TOKYO • Japanese Prime Minister Shinzo Abe's tax concession to his junior coalition partner raises the odds that he will call a rare double election next year.
Mr Abe's Liberal Democratic Party (LDP) agreed with Komeito on Saturday to keep the sales tax rate on food and drink - excluding alcohol and dining out - at 8 per cent when the levy is raised to 10 per cent in April 2017.
In yielding to Komeito on its billboard policy, Mr Abe may be able to persuade his ally to agree to snap Lower House elections on the same day as upper chamber polls scheduled around the end of next July.
Needing Komeito's backing in the Upper House elections, Mr Abe brushed aside the concerns of the Finance Ministry and fiscal hawks in his own party who say that the lower rates would have to be offset by spending cuts to reel in the world's biggest debt burden.
Victory in double elections would mean Mr Abe need not face voters again until 2019, opening the door for him to push ahead with his long-cherished goal of revising the post-war pacifist Constitution.
The reduced tax rates on food and drink are "one of many initiatives being rolled out to woo voters. If it works and public support looks good, then, yes, he will hold double elections," said Professor Jeff Kingston, director of Asian Studies at Temple University in Japan.
"If he can pull off a double landslide, it will fast forward his plans to revise the Constitution, his main goal since entering politics."
Earlier this year, Mr Abe faced massive protests outside Parliament and his support plummeted as he pushed through Bills to allow Japan to send troops to fight in overseas conflicts for the first time since World War II.
However, any attempt to revise the top law - unchanged since its 1947 enactment under American occupation - would likely draw even bigger demonstrations and further hurt an approval rating that is now recovering after a slump.
ABE'S MAIN GOAL
If he can pull off a double landslide, it will fast forward his plans to revise the Constitution, his main goal since entering politics.
PROFESSOR JEFF KINGSTON, director of Asian Studies at Temple University in Japan, on reduced tax rates on food and drink being used by Mr Abe to woo voters
Only twice before - 1980 and 1986 - has Japan held such double elections. Mr Abe has denied media reports that he is considering such a move, and Komeito chief Natsuo Yamaguchi said this month that holding polls on the same day was undesirable, according to Kyodo News.

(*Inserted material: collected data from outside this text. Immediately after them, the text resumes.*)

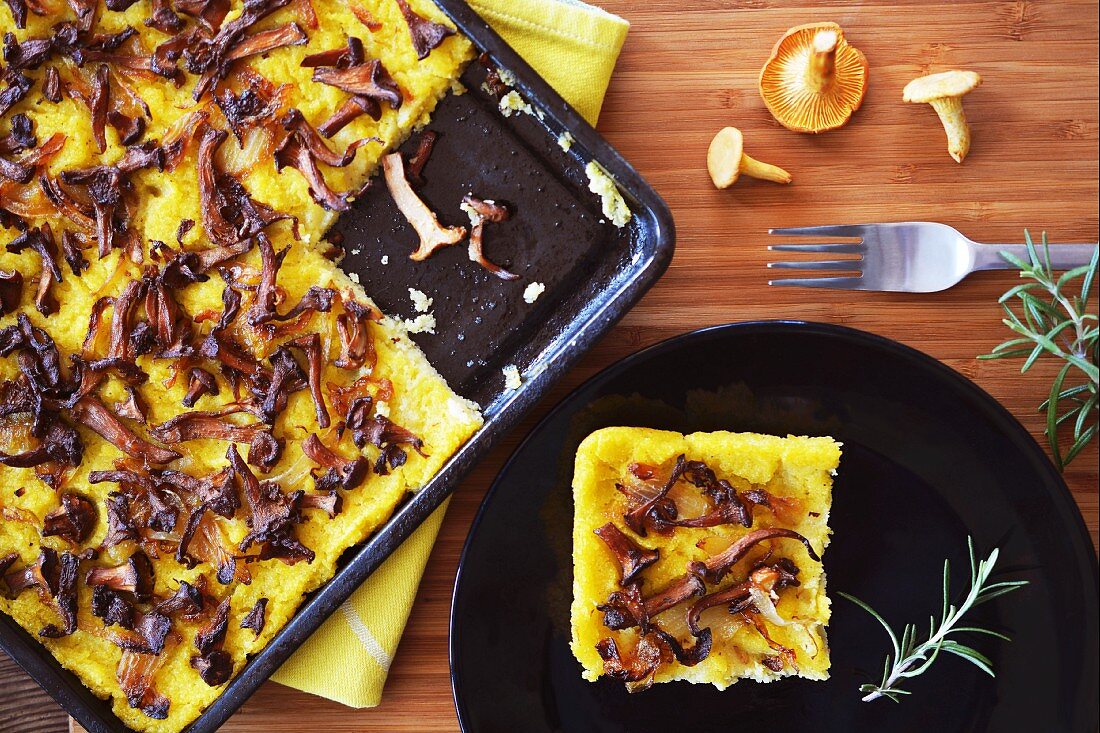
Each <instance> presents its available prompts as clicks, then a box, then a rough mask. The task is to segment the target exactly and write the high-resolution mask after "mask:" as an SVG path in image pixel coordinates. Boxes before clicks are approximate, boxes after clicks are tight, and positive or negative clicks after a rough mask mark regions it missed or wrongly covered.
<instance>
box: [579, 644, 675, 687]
mask: <svg viewBox="0 0 1100 733" xmlns="http://www.w3.org/2000/svg"><path fill="white" fill-rule="evenodd" d="M596 652H598V653H599V658H601V659H603V660H604V674H605V675H607V676H608V677H610V678H612V679H617V680H619V681H621V682H626V687H627V690H628V691H630V692H637V691H639V690H645V689H648V688H649V687H650V686H651V685H652V683H653V672H656V671H657V669H658V668H659V667H660V666H661V665H662V664H664V663H665V661H669V660H671V656H672V655H671V654H668V653H667V652H665V650H664V649H663V648H662V646H661V645H659V644H657V643H654V642H653V639H652V638H651V637H650V636H649V635H646V636H642V637H641V638H639V639H638V643H637V644H636V645H635V647H634V654H632V655H628V656H627V657H625V658H624V657H623V656H621V655H620V654H619V650H618V647H617V646H616V644H615V639H613V638H610V637H608V638H604V639H601V641H599V642H598V643H597V644H596Z"/></svg>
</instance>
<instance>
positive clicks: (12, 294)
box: [0, 270, 23, 316]
mask: <svg viewBox="0 0 1100 733" xmlns="http://www.w3.org/2000/svg"><path fill="white" fill-rule="evenodd" d="M22 295H23V275H22V274H21V273H20V272H19V271H18V270H12V271H11V272H9V271H7V270H0V316H7V315H8V314H9V313H12V311H14V310H15V308H18V307H19V302H20V300H21V299H22Z"/></svg>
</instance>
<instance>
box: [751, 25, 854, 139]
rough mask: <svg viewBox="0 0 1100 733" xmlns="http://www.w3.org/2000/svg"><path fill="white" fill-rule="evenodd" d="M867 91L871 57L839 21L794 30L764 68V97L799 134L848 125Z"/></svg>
mask: <svg viewBox="0 0 1100 733" xmlns="http://www.w3.org/2000/svg"><path fill="white" fill-rule="evenodd" d="M866 91H867V57H866V56H864V54H862V53H861V52H859V51H858V50H857V48H856V47H854V46H851V45H849V44H848V42H847V40H845V37H844V31H843V30H840V26H839V25H837V24H836V23H811V24H809V25H798V26H795V28H792V29H791V30H789V31H788V32H787V33H785V34H784V35H783V37H782V39H780V40H779V43H777V44H775V47H774V48H772V51H771V56H770V57H769V58H768V61H767V62H766V63H764V65H763V68H762V69H760V96H761V97H762V98H763V103H764V105H767V106H768V110H769V111H771V114H772V117H774V118H775V119H777V120H778V121H779V123H780V124H782V125H783V127H784V128H787V129H789V130H794V131H795V132H824V131H825V130H833V129H835V128H839V127H842V125H843V124H844V123H845V122H847V121H848V118H850V117H851V113H853V112H855V111H856V110H857V109H859V106H860V105H861V103H862V102H864V95H865V94H866Z"/></svg>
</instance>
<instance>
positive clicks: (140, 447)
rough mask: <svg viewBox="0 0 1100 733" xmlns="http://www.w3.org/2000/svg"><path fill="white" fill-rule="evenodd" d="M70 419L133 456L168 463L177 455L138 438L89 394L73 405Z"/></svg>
mask: <svg viewBox="0 0 1100 733" xmlns="http://www.w3.org/2000/svg"><path fill="white" fill-rule="evenodd" d="M70 412H72V415H73V419H75V420H76V422H78V423H80V424H81V425H84V426H85V427H87V428H90V429H91V430H95V431H96V433H98V434H99V435H100V436H101V437H102V438H103V439H105V440H107V441H108V442H110V444H112V445H113V446H114V447H116V448H118V449H119V450H121V451H122V452H124V453H127V455H128V456H131V457H133V458H139V459H142V460H145V461H149V462H150V463H168V462H171V461H174V460H176V459H177V458H179V453H177V452H176V451H174V450H169V449H168V448H162V447H160V446H154V445H153V444H151V442H147V441H145V440H142V439H141V438H139V437H138V436H136V435H135V434H134V433H133V430H131V429H130V428H128V427H127V426H125V425H124V424H123V423H122V420H121V419H119V417H118V415H116V414H114V413H112V412H111V411H110V409H108V408H107V406H106V405H103V403H101V402H99V400H97V398H96V397H92V396H90V395H88V396H85V397H83V398H81V400H80V401H79V402H77V403H76V404H75V405H73V408H72V411H70Z"/></svg>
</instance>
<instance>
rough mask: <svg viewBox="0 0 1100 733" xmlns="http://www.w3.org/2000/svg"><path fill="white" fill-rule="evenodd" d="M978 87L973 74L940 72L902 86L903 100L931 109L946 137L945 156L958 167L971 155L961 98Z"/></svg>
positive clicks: (966, 126) (964, 116)
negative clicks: (945, 154) (950, 159)
mask: <svg viewBox="0 0 1100 733" xmlns="http://www.w3.org/2000/svg"><path fill="white" fill-rule="evenodd" d="M979 84H981V77H980V76H979V75H978V74H976V73H974V72H957V70H952V72H942V73H939V74H930V75H927V76H922V77H920V78H916V79H913V80H912V81H910V83H909V84H906V85H905V89H904V90H903V91H902V99H903V100H904V101H908V102H916V103H922V102H923V103H927V105H932V109H934V110H936V114H938V116H939V121H941V122H942V123H943V125H944V131H945V132H946V133H947V152H948V153H949V154H950V156H952V157H953V158H955V162H956V163H961V162H963V160H964V158H965V157H966V156H967V153H969V152H970V125H969V124H968V123H967V120H966V113H965V112H964V111H963V97H964V96H966V95H967V94H968V92H970V91H971V90H972V89H974V88H975V87H977V86H978V85H979Z"/></svg>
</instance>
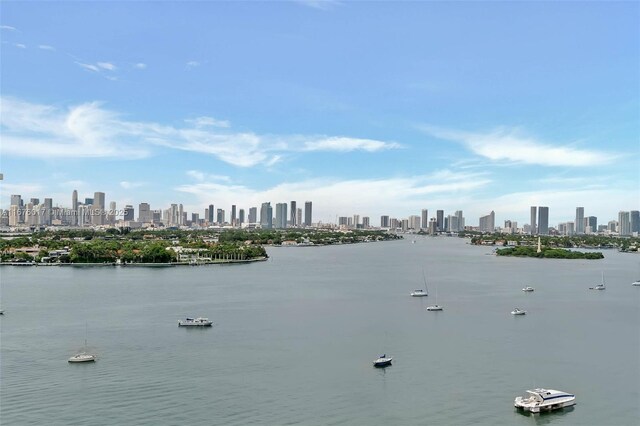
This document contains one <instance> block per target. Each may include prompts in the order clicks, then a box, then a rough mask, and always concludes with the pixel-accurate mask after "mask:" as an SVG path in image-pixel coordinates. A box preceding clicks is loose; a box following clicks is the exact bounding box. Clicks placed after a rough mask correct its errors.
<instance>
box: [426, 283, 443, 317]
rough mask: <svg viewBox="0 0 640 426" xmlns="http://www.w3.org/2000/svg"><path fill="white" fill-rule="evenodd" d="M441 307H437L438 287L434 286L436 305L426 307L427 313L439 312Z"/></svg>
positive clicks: (437, 305)
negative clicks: (435, 295)
mask: <svg viewBox="0 0 640 426" xmlns="http://www.w3.org/2000/svg"><path fill="white" fill-rule="evenodd" d="M441 310H442V306H440V305H438V286H437V285H436V304H435V305H430V306H427V311H441Z"/></svg>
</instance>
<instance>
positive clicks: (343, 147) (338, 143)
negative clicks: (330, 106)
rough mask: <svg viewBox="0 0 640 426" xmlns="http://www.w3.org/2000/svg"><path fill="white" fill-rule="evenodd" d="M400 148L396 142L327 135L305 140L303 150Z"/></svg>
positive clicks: (346, 150)
mask: <svg viewBox="0 0 640 426" xmlns="http://www.w3.org/2000/svg"><path fill="white" fill-rule="evenodd" d="M394 148H400V145H399V144H397V143H389V142H382V141H377V140H371V139H358V138H348V137H327V138H322V139H318V140H313V141H307V142H305V149H304V150H305V151H339V152H349V151H360V150H361V151H367V152H375V151H380V150H386V149H394Z"/></svg>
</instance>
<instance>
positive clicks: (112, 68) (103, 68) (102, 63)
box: [96, 62, 116, 71]
mask: <svg viewBox="0 0 640 426" xmlns="http://www.w3.org/2000/svg"><path fill="white" fill-rule="evenodd" d="M96 65H98V66H99V67H100V68H102V69H105V70H108V71H115V69H116V66H115V65H113V64H112V63H111V62H98V63H97V64H96Z"/></svg>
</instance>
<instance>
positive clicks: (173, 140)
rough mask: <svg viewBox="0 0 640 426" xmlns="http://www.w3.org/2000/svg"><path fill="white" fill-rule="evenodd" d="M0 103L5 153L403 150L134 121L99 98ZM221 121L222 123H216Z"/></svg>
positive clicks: (243, 158) (265, 160)
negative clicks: (385, 149)
mask: <svg viewBox="0 0 640 426" xmlns="http://www.w3.org/2000/svg"><path fill="white" fill-rule="evenodd" d="M1 101H2V102H1V103H0V107H1V109H0V113H1V116H0V118H1V124H2V127H3V133H2V141H3V144H2V146H1V149H2V153H3V154H5V155H14V156H26V157H125V158H140V157H146V156H148V155H150V153H151V152H152V151H154V150H157V147H158V146H161V147H165V148H167V149H176V150H182V151H189V152H197V153H202V154H209V155H212V156H215V157H216V158H218V159H219V160H221V161H223V162H225V163H228V164H232V165H235V166H238V167H253V166H257V165H262V166H265V167H271V166H273V165H274V164H276V163H278V162H279V161H281V159H282V158H283V154H287V153H295V152H299V153H311V152H314V151H336V152H340V153H345V152H351V151H355V150H361V151H365V152H372V153H373V152H376V151H380V150H384V149H392V148H397V147H398V146H399V145H398V144H396V143H388V142H384V141H376V140H372V139H360V138H350V137H332V136H300V135H292V136H287V135H284V136H278V135H275V136H274V135H259V134H256V133H253V132H234V131H232V130H231V129H229V128H227V127H222V128H221V127H220V126H228V122H223V121H219V120H215V119H212V118H210V117H200V118H198V119H192V120H188V121H187V124H188V125H187V126H185V127H174V126H167V125H162V124H159V123H153V122H137V121H128V120H124V119H122V118H121V116H120V115H119V114H117V113H115V112H113V111H109V110H107V109H105V108H104V107H103V106H102V104H100V103H99V102H90V103H85V104H81V105H76V106H72V107H69V108H60V107H57V106H56V107H53V106H47V105H38V104H31V103H28V102H25V101H22V100H19V99H16V98H12V97H3V98H2V100H1ZM216 125H217V126H216Z"/></svg>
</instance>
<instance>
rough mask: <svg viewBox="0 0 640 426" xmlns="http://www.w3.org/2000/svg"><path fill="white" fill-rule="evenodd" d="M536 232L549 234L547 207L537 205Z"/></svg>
mask: <svg viewBox="0 0 640 426" xmlns="http://www.w3.org/2000/svg"><path fill="white" fill-rule="evenodd" d="M538 234H539V235H549V207H538Z"/></svg>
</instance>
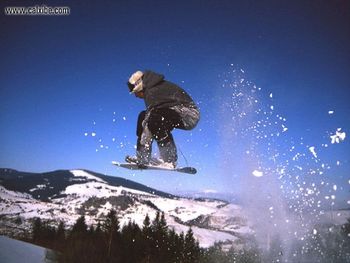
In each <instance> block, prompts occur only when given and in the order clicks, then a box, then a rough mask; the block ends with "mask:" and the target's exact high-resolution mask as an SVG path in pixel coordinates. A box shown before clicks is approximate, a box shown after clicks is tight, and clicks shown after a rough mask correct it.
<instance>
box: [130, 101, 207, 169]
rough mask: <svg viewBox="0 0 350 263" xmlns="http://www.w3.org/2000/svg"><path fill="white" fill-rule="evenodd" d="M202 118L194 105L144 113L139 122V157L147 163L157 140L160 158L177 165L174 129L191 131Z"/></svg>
mask: <svg viewBox="0 0 350 263" xmlns="http://www.w3.org/2000/svg"><path fill="white" fill-rule="evenodd" d="M199 118H200V114H199V111H198V109H197V107H196V106H194V105H188V106H184V105H178V106H174V107H171V108H154V109H152V110H149V111H142V112H140V114H139V117H138V121H137V130H136V134H137V153H136V154H137V157H138V158H139V159H140V160H141V162H144V163H147V162H148V161H149V159H150V157H151V153H152V142H153V140H156V142H157V144H158V148H159V155H160V158H161V159H162V160H163V161H165V162H171V163H176V161H177V149H176V145H175V142H174V138H173V136H172V134H171V131H172V130H173V129H174V128H177V129H183V130H191V129H193V128H194V127H195V126H196V125H197V123H198V121H199Z"/></svg>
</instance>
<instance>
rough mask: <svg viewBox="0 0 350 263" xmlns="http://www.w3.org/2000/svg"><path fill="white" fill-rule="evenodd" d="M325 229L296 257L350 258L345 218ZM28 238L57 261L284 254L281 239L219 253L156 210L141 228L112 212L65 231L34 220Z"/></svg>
mask: <svg viewBox="0 0 350 263" xmlns="http://www.w3.org/2000/svg"><path fill="white" fill-rule="evenodd" d="M324 227H325V226H323V227H319V228H318V230H319V231H318V235H317V236H316V237H313V238H312V239H311V240H309V241H308V242H306V243H309V245H310V247H312V248H317V249H312V250H309V251H304V253H301V254H300V253H297V254H299V255H298V256H296V257H294V259H295V260H298V261H300V262H303V261H305V260H306V261H308V260H310V259H317V261H318V262H328V261H327V260H329V259H332V260H331V261H332V262H344V260H345V262H347V260H350V253H349V251H350V250H349V248H350V247H349V244H350V242H349V241H350V220H349V221H348V222H347V223H346V224H344V225H342V226H339V227H335V226H333V228H332V231H329V229H330V228H329V226H328V227H326V229H322V228H324ZM30 241H31V242H32V243H35V244H37V245H40V246H44V247H46V248H50V249H53V250H55V251H57V260H58V262H101V263H103V262H106V263H109V262H116V263H118V262H123V263H129V262H130V263H168V262H169V263H257V262H283V258H284V257H285V256H284V255H283V254H282V253H281V252H280V251H281V247H280V242H276V246H273V248H271V249H270V250H269V251H262V250H261V249H259V248H258V246H257V244H255V245H254V241H251V242H250V244H253V246H248V247H243V249H239V250H237V249H234V248H231V249H230V250H229V251H223V250H222V246H221V245H220V244H215V245H214V246H212V247H210V248H208V249H203V248H200V247H199V243H198V241H197V240H196V239H195V238H194V235H193V231H192V229H191V228H189V230H188V231H187V232H186V233H184V232H182V233H180V234H178V233H176V232H175V231H174V230H173V229H170V228H169V227H168V225H167V222H166V220H165V217H164V213H159V212H157V214H156V217H155V219H154V220H152V221H151V220H150V217H149V216H148V215H146V217H145V219H144V221H143V225H142V227H139V226H138V225H137V224H136V223H135V222H132V221H130V222H129V223H128V224H126V225H124V226H123V227H121V226H120V222H119V220H118V217H117V212H116V211H115V210H111V211H110V212H109V213H108V214H107V216H106V218H105V220H104V221H103V222H101V223H98V224H97V226H88V225H87V224H86V221H85V217H84V216H81V217H80V218H78V219H77V221H76V222H75V224H74V225H73V227H71V228H69V229H68V228H66V227H65V225H64V224H63V223H62V222H61V223H59V224H58V226H52V224H51V223H49V222H45V221H42V220H41V219H40V218H36V219H35V220H34V221H33V223H32V235H31V238H30ZM304 244H305V243H304ZM304 244H294V245H292V247H293V248H292V250H294V251H295V252H298V251H303V249H304ZM298 246H301V247H298ZM315 253H316V254H315Z"/></svg>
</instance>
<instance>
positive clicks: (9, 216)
mask: <svg viewBox="0 0 350 263" xmlns="http://www.w3.org/2000/svg"><path fill="white" fill-rule="evenodd" d="M57 173H58V174H57ZM57 173H55V172H52V173H47V174H21V173H20V172H17V171H14V170H5V169H0V200H1V203H0V223H1V225H0V231H1V232H2V233H7V234H15V233H16V231H17V232H18V231H19V232H21V230H22V231H23V230H25V229H28V227H29V226H30V221H31V220H32V219H33V218H35V217H40V218H42V219H45V220H50V221H53V222H59V221H63V222H64V223H65V224H66V225H67V226H72V225H73V224H74V223H75V221H76V220H77V218H78V217H79V216H81V215H84V216H85V218H86V221H87V223H88V224H97V223H98V222H99V221H101V220H103V219H104V217H105V215H106V214H107V213H108V212H109V211H110V210H111V209H112V208H113V209H116V210H117V211H118V216H119V220H120V222H121V225H123V224H126V223H128V222H129V221H130V220H131V221H135V222H136V223H137V224H139V225H140V226H141V225H142V224H143V220H144V218H145V216H146V215H147V214H148V215H149V216H150V218H151V220H152V219H153V218H154V217H155V215H156V213H157V211H162V212H164V214H165V218H166V220H167V223H168V225H169V226H170V228H174V230H175V231H177V232H181V231H184V232H186V231H187V230H188V228H189V227H192V230H193V232H194V235H195V237H196V238H197V239H198V241H199V243H200V245H201V246H202V247H208V246H211V245H213V244H214V243H215V242H219V241H221V242H225V243H231V244H234V243H235V241H237V242H238V243H239V239H241V238H244V237H245V236H247V235H250V234H251V229H250V228H249V227H248V225H247V222H246V220H245V218H244V216H243V212H242V209H241V207H239V206H237V205H233V204H229V203H226V202H224V201H218V200H212V199H188V198H181V197H174V196H171V195H168V194H165V193H162V192H159V191H156V190H154V189H150V188H147V187H146V186H142V185H139V184H136V186H137V187H136V188H137V189H135V188H130V187H127V186H130V185H131V186H132V185H133V182H131V181H118V182H119V183H116V182H114V183H113V180H112V179H115V178H111V177H108V176H103V175H98V174H96V173H92V172H88V171H84V170H72V171H58V172H57ZM29 179H31V180H29ZM32 181H35V183H36V185H33V184H32ZM23 184H28V185H27V186H24V185H23ZM125 185H127V186H125ZM19 189H21V191H20V192H19V191H18V190H19ZM1 232H0V233H1Z"/></svg>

Osaka Mayor Toru Hashimoto tweeted last Friday that Mr Abe's agreement on the reduced tax rates was part of the Prime Minister's push towards constitutional change, and a two-thirds majority in both houses next summer would put revision on the table.
The double elections would be an "unnecessary gamble" if Mr Abe was not going for a formal revision of the top law, said Professor Koichi Nakano, professor of politics at Sophia University in Tokyo.
Still, Mr Tobias Harris, a political risk analyst with Teneo Intelligence, sees the agreement as a victory for Komeito.
"It was essentially a quid pro quo for the party's acquiescence to the Abe government's controversial security Bills, which sparked tensions between Komeito's leaders and its pacifistic rank-and-file members," he said in an e-mail.
Mr Abe's LDP originally proposed an agreement only on fresh food, but the agreement with Komeito expands the lower levies to processed food.
The Prime Minister told reporters in Tokyo yesterday that the deal was the "best possible result".
He is now unlikely to further delay the 2 percentage point hike in the overall tax, said SMBC Nikko Securities economist Koya Miyamae.